Hi Mik I am using diameter of graph concept but it's giving error. Can we use this concept for finding maximum distance for each group rather than finding distance from each node
Everything was looking formal until Sir said khandani tareeka....Sir your way of teaching is amazing
Haha yes, "khandani tareeka" 😅🙏
Thank you ❤️❤️🙏🙏
Awesome video. But having a doubt, after bipartite validation, to find the total number of groups can't we use the diameter of graph concept for each connected components and summing up them, should result in the answer. I have tried that code, but 51/55 testcases passed. Not sure, why this will not work?

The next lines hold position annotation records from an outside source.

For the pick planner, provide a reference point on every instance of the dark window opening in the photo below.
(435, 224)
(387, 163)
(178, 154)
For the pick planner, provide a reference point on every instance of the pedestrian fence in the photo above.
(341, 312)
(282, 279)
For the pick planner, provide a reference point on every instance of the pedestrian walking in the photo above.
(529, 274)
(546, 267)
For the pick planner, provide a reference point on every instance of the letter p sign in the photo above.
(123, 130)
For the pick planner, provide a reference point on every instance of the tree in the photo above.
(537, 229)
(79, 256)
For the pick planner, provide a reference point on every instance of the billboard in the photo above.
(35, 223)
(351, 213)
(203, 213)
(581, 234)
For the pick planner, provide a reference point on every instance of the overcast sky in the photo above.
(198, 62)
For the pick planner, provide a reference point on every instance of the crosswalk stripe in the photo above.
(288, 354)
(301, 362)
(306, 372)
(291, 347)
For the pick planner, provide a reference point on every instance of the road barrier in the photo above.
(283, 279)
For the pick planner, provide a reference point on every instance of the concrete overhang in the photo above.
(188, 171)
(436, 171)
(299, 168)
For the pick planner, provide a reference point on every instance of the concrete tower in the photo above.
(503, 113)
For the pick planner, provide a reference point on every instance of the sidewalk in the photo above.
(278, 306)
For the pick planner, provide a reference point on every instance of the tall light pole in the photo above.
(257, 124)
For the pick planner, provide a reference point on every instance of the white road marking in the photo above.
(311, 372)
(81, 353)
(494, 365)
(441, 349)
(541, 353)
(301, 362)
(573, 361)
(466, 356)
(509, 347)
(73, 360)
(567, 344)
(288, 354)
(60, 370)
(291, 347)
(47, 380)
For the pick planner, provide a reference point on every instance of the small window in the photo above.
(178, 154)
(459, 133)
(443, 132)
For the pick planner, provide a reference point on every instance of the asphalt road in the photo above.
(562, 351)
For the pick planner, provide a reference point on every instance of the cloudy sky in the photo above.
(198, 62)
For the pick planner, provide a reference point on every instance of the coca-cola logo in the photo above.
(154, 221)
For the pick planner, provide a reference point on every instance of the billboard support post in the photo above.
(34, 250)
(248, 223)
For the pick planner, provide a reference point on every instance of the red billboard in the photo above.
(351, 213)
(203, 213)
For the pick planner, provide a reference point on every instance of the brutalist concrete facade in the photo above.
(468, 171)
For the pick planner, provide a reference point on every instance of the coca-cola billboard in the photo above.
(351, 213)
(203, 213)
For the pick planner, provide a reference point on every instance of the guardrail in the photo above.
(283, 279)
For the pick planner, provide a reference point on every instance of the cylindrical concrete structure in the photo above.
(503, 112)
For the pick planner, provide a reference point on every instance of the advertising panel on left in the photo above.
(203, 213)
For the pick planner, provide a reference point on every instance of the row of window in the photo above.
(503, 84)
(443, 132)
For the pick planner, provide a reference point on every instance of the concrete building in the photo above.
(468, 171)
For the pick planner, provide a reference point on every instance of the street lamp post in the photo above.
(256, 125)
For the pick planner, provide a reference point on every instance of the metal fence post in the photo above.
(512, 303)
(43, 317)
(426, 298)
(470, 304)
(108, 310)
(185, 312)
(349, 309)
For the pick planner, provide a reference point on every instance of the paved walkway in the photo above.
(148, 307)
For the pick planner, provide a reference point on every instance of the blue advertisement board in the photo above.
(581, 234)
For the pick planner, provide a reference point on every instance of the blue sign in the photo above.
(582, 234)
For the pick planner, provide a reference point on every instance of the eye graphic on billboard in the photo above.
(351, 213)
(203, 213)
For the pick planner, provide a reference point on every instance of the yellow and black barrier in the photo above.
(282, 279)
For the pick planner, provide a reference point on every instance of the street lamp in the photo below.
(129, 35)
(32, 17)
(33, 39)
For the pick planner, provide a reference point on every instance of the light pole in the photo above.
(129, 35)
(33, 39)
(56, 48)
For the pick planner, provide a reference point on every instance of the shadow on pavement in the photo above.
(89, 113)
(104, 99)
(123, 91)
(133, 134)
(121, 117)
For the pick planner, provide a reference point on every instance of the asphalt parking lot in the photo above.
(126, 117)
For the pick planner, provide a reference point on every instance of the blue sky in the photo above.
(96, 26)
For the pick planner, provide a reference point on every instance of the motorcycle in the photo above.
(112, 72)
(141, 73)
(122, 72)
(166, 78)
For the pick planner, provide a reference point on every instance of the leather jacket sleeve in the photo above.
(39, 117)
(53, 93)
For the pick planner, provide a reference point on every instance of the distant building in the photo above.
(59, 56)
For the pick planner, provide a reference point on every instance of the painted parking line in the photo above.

sounds like a good idea can you share your code i want to see what is failing.
@@gui-codes Not able to put link because of youtube restriction.
class Solution {
public int magnificentSets(int n, int[][] edges) {
Map graph = buildGraph(edges);
int[] coloring = new int[n];
boolean[] visited = new boolean[n];
// not possible scenario
for(int i = 0; i < n; i++) {
if (!visited[i] && !isBiPartite(graph, i, coloring, visited)) {
return -1;
}
}
visited = new boolean[n];
int totalGroup = 0;
for(int i = 0; i < n; i++) {
if (!visited[i]) {
totalGroup += findDiameterOfGraph(graph, i, n, visited);
}
}
return totalGroup;
}
private Map buildGraph(int[][] edges) {
Map map = new HashMap();
for(int[] edge: edges) {
int u = edge[0] - 1;
int v = edge[1] - 1;
map.putIfAbsent(u, new ArrayList());
map.get(u).add(v);
map.putIfAbsent(v, new ArrayList());
map.get(v).add(u);
}
return map;
}
private boolean isBiPartite(Map graph, int start, int[] coloring, boolean[] visited) {
Queue q = new LinkedList();
q.add(start);
visited[start] = true;
coloring[start] = 0;
while(!q.isEmpty()) {
int node = q.poll();
for(int neigh: graph.getOrDefault(node, new ArrayList())) {
if (!visited[neigh]) {
coloring[neigh] = 1 - coloring[node]; // 0 or 1
visited[neigh] = true;
q.add(neigh);
} else if (coloring[neigh] != 1 - coloring[node]) {
return false;
}
}
}
return true;
}
private int findDiameterOfGraph(Map graph, int start, int n, boolean[] visited) {
int[] pair = traverseTillLast(graph, start, visited);
int oneEndNode = pair[0];
pair = traverseTillLast(graph, oneEndNode, new boolean[n]);
return pair[1]; // final distance from oneEndNode to last node
}
private int[] traverseTillLast(Map graph, int start, boolean[] visited) {
Queue q = new LinkedList();
q.add(start);
int level = 0;
visited[start] = true;
int lastNode = start;
while(!q.isEmpty()) {
int n = q.size();
while(n-- > 0) {
int node = q.poll();
lastNode = node;
for(int neigh: graph.getOrDefault(node, new ArrayList())) {
if (visited[neigh]) continue;
visited[neigh] = true;
q.add(neigh);
}
}
level++;
}
return new int[]{lastNode, level};
}
}
Same😢😢, I don't know why the diameter code is not working. When we find diameter from another graph, we always get farthest node in first bfs and get diameter in second bfs, But in this 52nd test case, we are not able to find the farthest node which is 11 and 17. That is why the diameter is also coming out wrong. I tried the whole day but I am not able to understand why this is happening😢😢
Does anyone found why it didn't work. since morning I am not able to figure why it failed
@@tanmaypal2003 true
Fist view 🎉❤
Hi MIK just one doubt. For finding maximum level in group can't we find the end node of each group(and find the level using bfs) rather than doing bfs/dfs for all node and then sum of all distance for each group.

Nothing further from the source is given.